Le déclenchement s’appuie sur la vigilance météorologique publiée par Météo-France, jaune, orange ou rouge pour canicule, et non sur une température relevée dans les locaux. C’est la vigilance en vigueur sur votre département qui fait foi.
Comment ce calcul fonctionne
Nous partons d’une base physiologique liée à l’intensité de l’effort : environ 1 litre par jour pour un poste sédentaire, 1,8 litre pour un effort modéré, 2,6 litres pour un effort soutenu ou du port de charges. À cela s’ajoute un supplément d’environ 0,12 litre par degré au-dessus de 25 °C.
Le résultat est ensuite comparé au plancher réglementaire de 3 litres. Si votre situation relève de ce plancher, extérieur ou locaux non climatisés en période de chaleur, c’est le plancher qui s’applique, même lorsque le calcul physiologique donne moins.
Questions fréquentes
Combien de litres d’eau l’employeur doit-il fournir par jour et par salarié ?

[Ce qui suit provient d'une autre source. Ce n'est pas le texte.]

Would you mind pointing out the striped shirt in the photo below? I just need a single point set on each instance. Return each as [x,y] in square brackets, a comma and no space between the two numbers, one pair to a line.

Depuis le décret du 27 mai 2025, entré en vigueur le 1er juillet 2025, la quantité ne peut pas être inférieure à 3 litres par jour et par travailleur pour les travaux effectués à l’extérieur ou dans des locaux non climatisés en période de chaleur. En dehors de ces situations, le Code du travail impose de l’eau potable et fraîche sans fixer de volume chiffré.
Que change exactement le décret chaleur de 2025 ?
Il ajoute le mot « fraîche » à l’obligation de l’article R4225-2, impose de maintenir l’eau au frais tout au long de la journée, notamment pour les postes en extérieur, et fixe le plancher de 3 litres par jour et par travailleur en épisode de chaleur intense pour l’extérieur et les locaux non climatisés.
À partir de quelle température parle-t-on d’épisode de chaleur intense ?
Le déclenchement s’appuie sur la vigilance météorologique jaune, orange ou rouge pour canicule publiée par Météo-France, et non sur un seuil de température lu dans les locaux. L’employeur doit donc suivre la vigilance en vigueur sur son département.
L’eau du robinet suffit-elle à satisfaire l’obligation ?
Elle satisfait la potabilité mais rarement la fraîcheur et l’accessibilité. Un robinet de sanitaires ne constitue pas un point de boisson, et rien n’y maintient l’eau au frais. C’est précisément le rôle d’une fontaine réfrigérée raccordée au réseau.
Faut-il fournir des bouteilles individuelles ?
Non, rien ne l’impose. Ce qui est imposé, c’est la mise à disposition d’eau potable et fraîche en quantité suffisante, et un moyen de la maintenir au frais. Une fontaine et des contenants réutilisables y répondent, sans créer le volume de déchets d’une distribution de bouteilles.